Las tribus bárbaras tocaban sus tambores y cantaban más fuerte mientras entraban en la Ruina Ishuka. Por fin, Siegfried se encontró cara a cara con el soberano de la ruina, el Rey Hunteriano.
[Hunterian King]
[El Rey de los Hunterianos y el más fuerte entre ellos.]
[Gobierna sobre la Gran Selva después de ocupar la Ruina Ishuka.]
[Tipo: Monstruo]
[Raza: Cazador]
[Clasificación: jefe]
[Nivel: 300]
[Clase: Bestia de Elite]
[Títulos: Gobernante de la Gran Selva, Rey de los Cazadores, Cazador Cruel, Bestia de la Selva]
El aura del Rey de los Cazadores no era una broma. El monstruo jefe parecía un primate evolucionado de tres metros de altura y postura humana.
Sin embargo, sus gruesos brazos y piernas dejaban claro que poseía diez veces más masa muscular que un humano medio, y la armadura y el casco que llevaba sólo le daban un aspecto más amenazador. El aura intimidatoria del Rey Cazador bastaba por sí sola para intimidar a cualquiera.
Pero el verdadero problema era su arma…
¡Clang! ¡Clang! ¡Chwak!
El arma elegida por el Rey Cazador era una gran bola de metal con pinchos que se asemejaba a una estrella de la mañana unida a una larga cadena.
Creo que si me golpea aunque sea una vez, me matará…», pensó Siegfried mientras inspeccionaba la estrella matutina, que era al menos cinco veces más grande que una pelota de baloncesto.
«Retador desde el exterior…» Sorprendentemente, el Rey Hunteriano podía hablar lenguaje humano. «Adelante.
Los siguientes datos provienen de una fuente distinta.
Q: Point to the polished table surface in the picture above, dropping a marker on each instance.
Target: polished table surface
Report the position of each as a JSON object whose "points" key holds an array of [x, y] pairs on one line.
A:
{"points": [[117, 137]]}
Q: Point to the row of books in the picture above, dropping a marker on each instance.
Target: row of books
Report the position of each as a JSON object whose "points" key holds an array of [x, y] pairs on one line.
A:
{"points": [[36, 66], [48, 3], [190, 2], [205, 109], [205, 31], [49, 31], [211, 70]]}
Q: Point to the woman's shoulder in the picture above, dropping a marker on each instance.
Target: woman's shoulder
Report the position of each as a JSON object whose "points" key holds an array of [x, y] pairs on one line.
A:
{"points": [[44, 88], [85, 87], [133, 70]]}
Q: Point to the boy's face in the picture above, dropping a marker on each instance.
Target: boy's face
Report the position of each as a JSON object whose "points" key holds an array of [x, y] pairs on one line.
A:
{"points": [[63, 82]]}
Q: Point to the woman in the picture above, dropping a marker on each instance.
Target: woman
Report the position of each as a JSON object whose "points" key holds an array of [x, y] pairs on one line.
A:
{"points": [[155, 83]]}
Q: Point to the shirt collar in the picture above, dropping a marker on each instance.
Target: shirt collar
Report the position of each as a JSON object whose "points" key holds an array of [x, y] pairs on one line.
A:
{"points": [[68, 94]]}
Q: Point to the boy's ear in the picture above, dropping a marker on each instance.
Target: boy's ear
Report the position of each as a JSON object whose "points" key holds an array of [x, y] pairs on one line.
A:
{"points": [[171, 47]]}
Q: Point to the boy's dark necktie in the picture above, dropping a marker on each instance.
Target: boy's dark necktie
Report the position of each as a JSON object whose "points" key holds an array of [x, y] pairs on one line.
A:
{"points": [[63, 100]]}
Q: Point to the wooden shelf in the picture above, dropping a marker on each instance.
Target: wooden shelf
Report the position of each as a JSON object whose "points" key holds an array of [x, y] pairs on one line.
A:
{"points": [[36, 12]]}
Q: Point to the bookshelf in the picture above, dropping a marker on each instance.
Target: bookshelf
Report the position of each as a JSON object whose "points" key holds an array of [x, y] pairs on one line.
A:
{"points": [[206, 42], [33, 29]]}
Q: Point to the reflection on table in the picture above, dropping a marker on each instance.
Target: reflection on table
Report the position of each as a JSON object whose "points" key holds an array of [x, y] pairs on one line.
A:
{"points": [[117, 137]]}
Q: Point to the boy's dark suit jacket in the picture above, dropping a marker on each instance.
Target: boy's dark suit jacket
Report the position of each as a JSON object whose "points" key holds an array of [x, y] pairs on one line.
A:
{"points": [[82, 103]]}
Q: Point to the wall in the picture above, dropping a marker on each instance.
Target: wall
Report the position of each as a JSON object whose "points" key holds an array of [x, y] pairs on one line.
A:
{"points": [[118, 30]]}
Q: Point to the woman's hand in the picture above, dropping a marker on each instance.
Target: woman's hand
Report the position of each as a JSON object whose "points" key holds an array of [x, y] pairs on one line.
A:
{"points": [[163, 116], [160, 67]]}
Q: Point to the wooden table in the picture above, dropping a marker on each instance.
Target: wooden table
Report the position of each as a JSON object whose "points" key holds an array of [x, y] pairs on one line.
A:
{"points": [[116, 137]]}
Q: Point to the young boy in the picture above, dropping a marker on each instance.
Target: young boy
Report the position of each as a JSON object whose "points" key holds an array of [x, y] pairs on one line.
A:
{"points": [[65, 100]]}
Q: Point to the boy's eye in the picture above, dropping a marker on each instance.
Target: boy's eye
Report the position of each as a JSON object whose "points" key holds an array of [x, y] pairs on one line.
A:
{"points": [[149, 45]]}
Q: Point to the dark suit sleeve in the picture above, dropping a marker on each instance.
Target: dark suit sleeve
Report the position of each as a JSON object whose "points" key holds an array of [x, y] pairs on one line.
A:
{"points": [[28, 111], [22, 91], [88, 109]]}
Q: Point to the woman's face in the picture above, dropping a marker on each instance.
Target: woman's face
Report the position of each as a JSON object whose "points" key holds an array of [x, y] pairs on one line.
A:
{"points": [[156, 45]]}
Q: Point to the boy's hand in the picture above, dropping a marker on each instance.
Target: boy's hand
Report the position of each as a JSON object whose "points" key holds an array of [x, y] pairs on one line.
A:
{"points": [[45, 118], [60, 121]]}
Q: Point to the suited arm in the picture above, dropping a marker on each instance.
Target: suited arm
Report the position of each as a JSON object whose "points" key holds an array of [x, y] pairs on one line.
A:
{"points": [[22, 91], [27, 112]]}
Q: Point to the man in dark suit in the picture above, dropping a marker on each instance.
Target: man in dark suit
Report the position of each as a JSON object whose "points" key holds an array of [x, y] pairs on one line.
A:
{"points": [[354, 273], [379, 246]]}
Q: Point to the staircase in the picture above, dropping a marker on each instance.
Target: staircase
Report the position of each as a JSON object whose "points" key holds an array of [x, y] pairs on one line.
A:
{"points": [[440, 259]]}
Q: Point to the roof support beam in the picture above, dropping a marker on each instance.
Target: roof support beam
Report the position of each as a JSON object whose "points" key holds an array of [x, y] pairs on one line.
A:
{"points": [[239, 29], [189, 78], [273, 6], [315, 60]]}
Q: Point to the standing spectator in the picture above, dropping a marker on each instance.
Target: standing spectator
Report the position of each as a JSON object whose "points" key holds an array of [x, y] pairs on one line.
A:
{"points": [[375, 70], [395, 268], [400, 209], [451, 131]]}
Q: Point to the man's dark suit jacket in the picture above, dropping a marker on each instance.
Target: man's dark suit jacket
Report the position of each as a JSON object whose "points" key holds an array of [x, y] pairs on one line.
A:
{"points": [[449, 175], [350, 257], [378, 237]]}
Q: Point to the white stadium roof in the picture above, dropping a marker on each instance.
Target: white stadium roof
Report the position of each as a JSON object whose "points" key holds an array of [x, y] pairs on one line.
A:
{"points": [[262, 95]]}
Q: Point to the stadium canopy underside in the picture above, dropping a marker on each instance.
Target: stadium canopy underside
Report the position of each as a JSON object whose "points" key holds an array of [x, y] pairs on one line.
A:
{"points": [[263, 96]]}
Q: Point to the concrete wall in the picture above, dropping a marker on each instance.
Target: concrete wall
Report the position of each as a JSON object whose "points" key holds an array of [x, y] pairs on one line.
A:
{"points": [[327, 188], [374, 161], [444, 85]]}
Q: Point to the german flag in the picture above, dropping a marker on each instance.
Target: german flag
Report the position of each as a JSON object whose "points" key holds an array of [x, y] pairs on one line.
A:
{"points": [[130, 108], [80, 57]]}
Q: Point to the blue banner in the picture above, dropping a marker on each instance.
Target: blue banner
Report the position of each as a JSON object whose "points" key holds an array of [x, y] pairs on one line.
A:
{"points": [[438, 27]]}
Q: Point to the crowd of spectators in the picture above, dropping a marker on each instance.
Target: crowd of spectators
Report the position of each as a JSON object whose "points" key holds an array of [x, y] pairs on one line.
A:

Me aseguraré de terminar este duelo rápidamente.»
«No diré que no a eso», respondió Siegfried con una sonrisa burlona mientras agarraba con fuerza su Puño de Gaia +15.
¡Wooong!
Lanzó una habilidad que lo rodeó de energía sagrada.
[Alerta: ¡Has recibido la mejora Desafiante valiente!]
[Alerta: ¡Ganarás +50 niveles mientras duren este duelo!]
Valiente retador estaba ahora activo.
Siegfried se abalanzó sobre el Rey Cazador a una velocidad aterradora.
¡Fwaaa!
Por supuesto, no se olvidó de colocar el Campo Fuego.
¡Whoosh!
El Rey Cazador blandió su gran arma.
No puedo luchar contra esta cosa de frente. Tengo que parar su ataque y encontrar un hueco para contraatacar», pensó Siegfried mientras observaba la trayectoria del lucero del alba.
Cambió la empuñadura de su Puño de Gaia +15 e intentó parar suavemente el ataque, pero…
¡Pum!
«¡CACK!» Siegfried gritó mientras salía despedido unos metros. Había conseguido esquivar el ataque, pero salió volando por alguna razón.
Luchó por volver a ponerse en pie.
«¡Argh…!»
[Alerta: ¡Alerta! ¡Alerta!]
Un mensaje de advertencia parpadeó ante sus ojos.
[Alerta: ¡La durabilidad del Puño de Gaia +15 ha caído en 10!]